SuperGuardian education manager Tim Miller said where an SMSF was unable to access funding via a third-party borrowing arrangement, it may also be restricted from borrowing to buy units in a unit trust that would take on the property development due to related-party and safe-harbour provisions.

“It is here then that contribution caps can be relevant because we are looking at how we fund money into superannuation,” Miller said during a recent SuperGuardian webinar, noting there were a number of measure that could be considered.

“Where does the bring-forward rules fit into this, as well as the transfer balance cap, now we are into $1.7 million at the top end and $1.48 million at the lower end of the bring-forward rules?

“What ability do we have to make contributions and what ability do we have for the smaller-balance funds to use carry-forward concessional contributions?”

He noted some SMSFs would also be able to use the small business capital gains tax rollover relief and then the retirement exemption to contribute $500,000, but added these strategies had to be questioned in light of recent ATO activity around investment strategies and non-arm’s-length expenditure (NALE).

“With this last strategy there is a 15-year exemption that can be used, which is in contemplation of retirement, but again I came back to whether undertaking property development at the point of retirement is an appropriate investment strategy for the fund, given its liquidity needs and other issues,” he said.

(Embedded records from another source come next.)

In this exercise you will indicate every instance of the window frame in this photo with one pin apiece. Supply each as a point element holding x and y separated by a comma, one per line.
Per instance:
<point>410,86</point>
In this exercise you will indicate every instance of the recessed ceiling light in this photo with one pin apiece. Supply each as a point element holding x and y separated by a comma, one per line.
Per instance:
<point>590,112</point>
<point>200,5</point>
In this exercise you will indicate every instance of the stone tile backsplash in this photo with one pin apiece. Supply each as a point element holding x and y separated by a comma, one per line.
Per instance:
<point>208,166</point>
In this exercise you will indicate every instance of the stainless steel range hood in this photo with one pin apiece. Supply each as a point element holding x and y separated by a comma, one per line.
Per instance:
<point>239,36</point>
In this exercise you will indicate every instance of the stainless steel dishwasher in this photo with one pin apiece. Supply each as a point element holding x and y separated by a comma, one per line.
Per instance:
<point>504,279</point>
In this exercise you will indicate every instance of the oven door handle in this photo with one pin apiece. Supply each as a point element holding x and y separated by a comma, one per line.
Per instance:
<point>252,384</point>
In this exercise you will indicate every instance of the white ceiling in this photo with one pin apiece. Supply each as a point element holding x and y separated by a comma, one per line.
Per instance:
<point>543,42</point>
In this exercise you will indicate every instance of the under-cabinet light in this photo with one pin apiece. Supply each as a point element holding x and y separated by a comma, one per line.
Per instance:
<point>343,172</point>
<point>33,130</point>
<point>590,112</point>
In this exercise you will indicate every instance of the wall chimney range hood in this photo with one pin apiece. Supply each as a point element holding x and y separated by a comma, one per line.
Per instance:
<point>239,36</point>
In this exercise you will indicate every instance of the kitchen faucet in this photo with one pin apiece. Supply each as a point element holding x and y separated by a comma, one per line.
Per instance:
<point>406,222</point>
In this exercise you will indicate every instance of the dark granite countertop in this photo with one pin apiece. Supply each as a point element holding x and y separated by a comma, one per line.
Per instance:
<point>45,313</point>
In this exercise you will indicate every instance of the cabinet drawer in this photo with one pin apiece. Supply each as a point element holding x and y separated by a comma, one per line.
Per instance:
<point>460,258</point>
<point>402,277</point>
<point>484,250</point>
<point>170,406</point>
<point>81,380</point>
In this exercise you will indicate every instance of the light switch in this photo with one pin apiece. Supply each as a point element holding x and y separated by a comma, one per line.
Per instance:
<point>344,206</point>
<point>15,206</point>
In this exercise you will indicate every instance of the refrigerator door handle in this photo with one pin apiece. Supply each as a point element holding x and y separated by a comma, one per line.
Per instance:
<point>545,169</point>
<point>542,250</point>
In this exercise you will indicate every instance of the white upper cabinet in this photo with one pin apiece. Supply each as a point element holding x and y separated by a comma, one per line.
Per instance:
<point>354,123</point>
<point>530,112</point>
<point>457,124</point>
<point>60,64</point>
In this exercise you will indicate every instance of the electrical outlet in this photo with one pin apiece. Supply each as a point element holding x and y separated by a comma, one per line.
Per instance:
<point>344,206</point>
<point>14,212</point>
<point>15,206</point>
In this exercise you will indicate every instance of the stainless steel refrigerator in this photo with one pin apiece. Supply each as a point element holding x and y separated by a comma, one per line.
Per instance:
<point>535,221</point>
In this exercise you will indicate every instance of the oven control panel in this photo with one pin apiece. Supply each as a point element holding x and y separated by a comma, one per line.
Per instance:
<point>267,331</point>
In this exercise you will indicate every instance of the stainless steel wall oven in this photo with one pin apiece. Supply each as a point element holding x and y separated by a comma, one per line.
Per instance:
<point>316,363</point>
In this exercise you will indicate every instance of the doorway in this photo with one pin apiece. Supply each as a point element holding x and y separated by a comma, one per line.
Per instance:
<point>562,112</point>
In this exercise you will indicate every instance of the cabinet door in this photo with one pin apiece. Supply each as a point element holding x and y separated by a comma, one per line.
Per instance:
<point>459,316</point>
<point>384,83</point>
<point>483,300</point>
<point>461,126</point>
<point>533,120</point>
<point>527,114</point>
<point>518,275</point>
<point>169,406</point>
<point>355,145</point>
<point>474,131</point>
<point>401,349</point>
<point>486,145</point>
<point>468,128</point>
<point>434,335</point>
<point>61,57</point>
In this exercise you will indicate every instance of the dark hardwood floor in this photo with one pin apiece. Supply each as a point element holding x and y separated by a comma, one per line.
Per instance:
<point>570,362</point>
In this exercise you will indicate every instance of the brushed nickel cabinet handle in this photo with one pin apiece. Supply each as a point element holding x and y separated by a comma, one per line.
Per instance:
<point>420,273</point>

“With reference to what we have received previously from the commissioner [of taxation] versus what we’ve got now in relation to non-arm’s-length income, I suspect the ATO is going to take a hard line towards NALE and there’s every reason to suggest that they will based on the Law Companion Ruling  they have released.

“When that happens a lot of historical rulings that we’ve received with reference to what is a contribution and acquiring an asset from related party, and the difference between a service and an asset and therefore paying for that service, all those areas are going to funnel into the NALE area and become an important issue for us to contemplate.”